Geospatial decision support system for ameliorating adverse impacts of irrigated agriculture on aquatic ecosystems

Abstract

Tributary stream systems provide an important source of water for sustaining adjacent irrigated agricultural enterprises. Unfortunately, irrigation withdrawals, depending on the timing and amounts, can have substantial negative impacts on critical aquatic ecosystems in the tributaries. Current regulatory trends in many regions point to increased restrictions on irrigation diversions for ecosystem protection, which could lead to increased risk of shortfalls in agricultural crop production. A geospatial decision support system (geo-DSS) integrating a spatially gridded hydro-meteorological flow estimation model (HL-RDHM) with a GIS-based river basin management model (GeoMODSIM) is presented for evaluating water management alternatives for maintaining the viability of irrigated agriculture while mollifying detrimental impacts on aquatic ecosystems and maintaining environmental flow requirements.
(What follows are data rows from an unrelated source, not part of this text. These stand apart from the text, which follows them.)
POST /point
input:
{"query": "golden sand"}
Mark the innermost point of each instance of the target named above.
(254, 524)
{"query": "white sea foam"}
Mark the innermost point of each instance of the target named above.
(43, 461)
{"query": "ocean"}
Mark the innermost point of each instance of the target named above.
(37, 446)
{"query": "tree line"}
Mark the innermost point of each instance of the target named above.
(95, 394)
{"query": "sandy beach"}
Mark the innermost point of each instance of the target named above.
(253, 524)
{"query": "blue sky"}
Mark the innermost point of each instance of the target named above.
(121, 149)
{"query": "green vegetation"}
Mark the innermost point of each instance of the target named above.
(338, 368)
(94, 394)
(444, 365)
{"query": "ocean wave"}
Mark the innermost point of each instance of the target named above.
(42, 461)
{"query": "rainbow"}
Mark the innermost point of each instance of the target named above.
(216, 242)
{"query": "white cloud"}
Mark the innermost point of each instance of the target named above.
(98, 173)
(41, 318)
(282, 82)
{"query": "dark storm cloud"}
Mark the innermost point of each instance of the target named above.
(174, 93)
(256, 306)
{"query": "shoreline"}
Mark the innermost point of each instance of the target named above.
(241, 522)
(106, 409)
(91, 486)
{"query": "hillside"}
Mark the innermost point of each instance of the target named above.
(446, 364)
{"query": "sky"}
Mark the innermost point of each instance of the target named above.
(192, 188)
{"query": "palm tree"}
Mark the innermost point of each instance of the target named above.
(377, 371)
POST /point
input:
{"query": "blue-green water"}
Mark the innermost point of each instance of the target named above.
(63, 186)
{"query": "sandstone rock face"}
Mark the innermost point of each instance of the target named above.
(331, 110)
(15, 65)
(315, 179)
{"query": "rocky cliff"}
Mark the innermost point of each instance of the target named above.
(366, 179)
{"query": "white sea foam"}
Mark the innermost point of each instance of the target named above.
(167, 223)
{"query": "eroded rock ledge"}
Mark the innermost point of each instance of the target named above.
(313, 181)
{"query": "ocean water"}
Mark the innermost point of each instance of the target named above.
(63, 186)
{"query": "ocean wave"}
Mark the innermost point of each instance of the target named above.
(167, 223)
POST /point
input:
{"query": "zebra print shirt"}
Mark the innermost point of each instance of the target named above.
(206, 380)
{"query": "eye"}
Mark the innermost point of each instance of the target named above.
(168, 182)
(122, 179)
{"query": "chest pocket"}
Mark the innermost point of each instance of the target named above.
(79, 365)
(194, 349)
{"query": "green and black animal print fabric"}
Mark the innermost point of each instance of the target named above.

As a case study, the geo-DSS is applied to the Feliz Creek basin tributary to the Russian River of northern coastal California which is home to a thriving viticulture industry while supporting spawning habitat for endangered and threatened fish species. The geo-DSS is applied on spatial (~1 km grid size) and temporal (daily) scales that are ecologically relevant for modeling agricultural operations and water rights priorities. The geo-DSS utilizes extensive sets of hydrologic forcing data varying from dry to wet conditions to assess baseline conditions and evaluate management alternatives. Baseline model results show that with minimum bypass flow restrictions in place for instream flow protection, the cumulative effects of upstream diversions can still be significant during low flow periods, while creating substantial risk of agricultural irrigation supply shortages. The case study application demonstrates that the geo-DSS is capable of locating, sizing, and managing off-stream farm ponds receiving optimally timed diversions from adjacent streams that are necessary for maintaining agricultural water supply while complying with environmental flow requirements for sustaining aquatic ecosystems.